Le calme fait du bien après l’agitation, l’angoisse, les cris, les coups. Les enfants ont cessé de pleurer. Combien sont-ils au juste, entassés, engouffrés, encore et encore, contents malgré tout de grimper dans ce véhicule qui les emmène à la fin de la nuit de ce coin perdu de Hongrie…
Asma a essayé de compter, mais, serrée comme elle est, son angle de vision est limité. Nous sommes au moins soixante, pense-t-elle. Soixante sur moins de trois mètres de large par cinq mètres de long. Sans doute moins de quinze mètres carrés. Elle essaie de se figurer quinze petits carrés et, sur chacun, quatre ou cinq personnes.
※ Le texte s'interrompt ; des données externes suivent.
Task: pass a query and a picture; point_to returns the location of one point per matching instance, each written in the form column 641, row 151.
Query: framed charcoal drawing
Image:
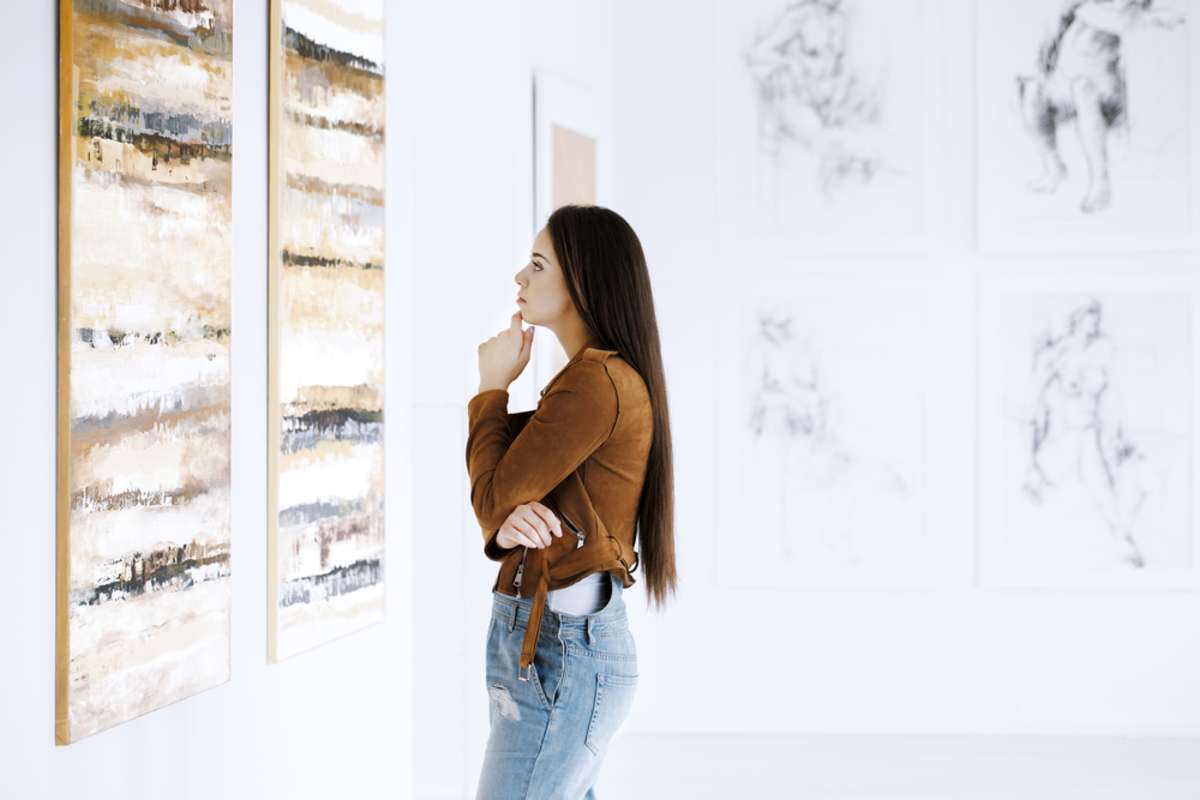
column 1086, row 125
column 821, row 437
column 822, row 126
column 143, row 560
column 325, row 494
column 1087, row 433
Elle se remémore, lors d’un cours de biologie au lycée à Damas, la petite cage grouillant de souris blanches s’escaladant les unes les autres, entortillant leurs fines queues roses et leurs moustaches frémissantes, poussant de petits cris perçants, tandis que l’une d’elles avait levé vers elle d’immenses yeux vitreux. Elle se souvient du regard fixe du petit animal posé sur elle.
Pendant trois nuits et trois jours, Asma et sa sœur aînée Lefana se sont terrées avec les autres dans la forêt près de Kecskemét, à attendre le camion. Encore la Hongrie à traverser. Bientôt elles atteindront leur but. La chaleur est forte. Pas un souffle. Nul point d’eau où se désaltérer et se laver. Le sol est jonché d’aiguilles de pin rousses et parfumées, qui forment un tapis très doux.
La troisième nuit, à 3 heures du matin, un bruit de moteur a enflé entre les troncs noirs. Asma a pensé: Nous sommes le 26 août, le jour d’anniversaire de Père, c’est un signe qu’il nous envoie du Ciel, à la grâce de Dieu. Elle a pleuré de joie.
Quand ils ont vu le camion blanc ouvrir ses deux battants arrière, tous les voyageurs se sont levés et précipités pour y grimper. La nuit grouille de piétinements, cris étouffés, bousculades, pleurs d’enfants, bébés transportés à bout de bras. Lefana a pris Asma fermement par la main et ajusté son voile sur ses cheveux et son visage. Elles ont les mêmes yeux noirs ombrés de cernes violets. Seulement, Asma a le regard fiévreux. Ne jamais me séparer de ma jeune sœur, a promis Lefana à leur mère, que le Très-Haut miséricordieux la protège: «Prends-la avec toi et partez au pays des Allemands, il n’y a plus de vie pour vous ici. Moi, je reste avec tes sœurs, nous allons vous rejoindre dès que possible.»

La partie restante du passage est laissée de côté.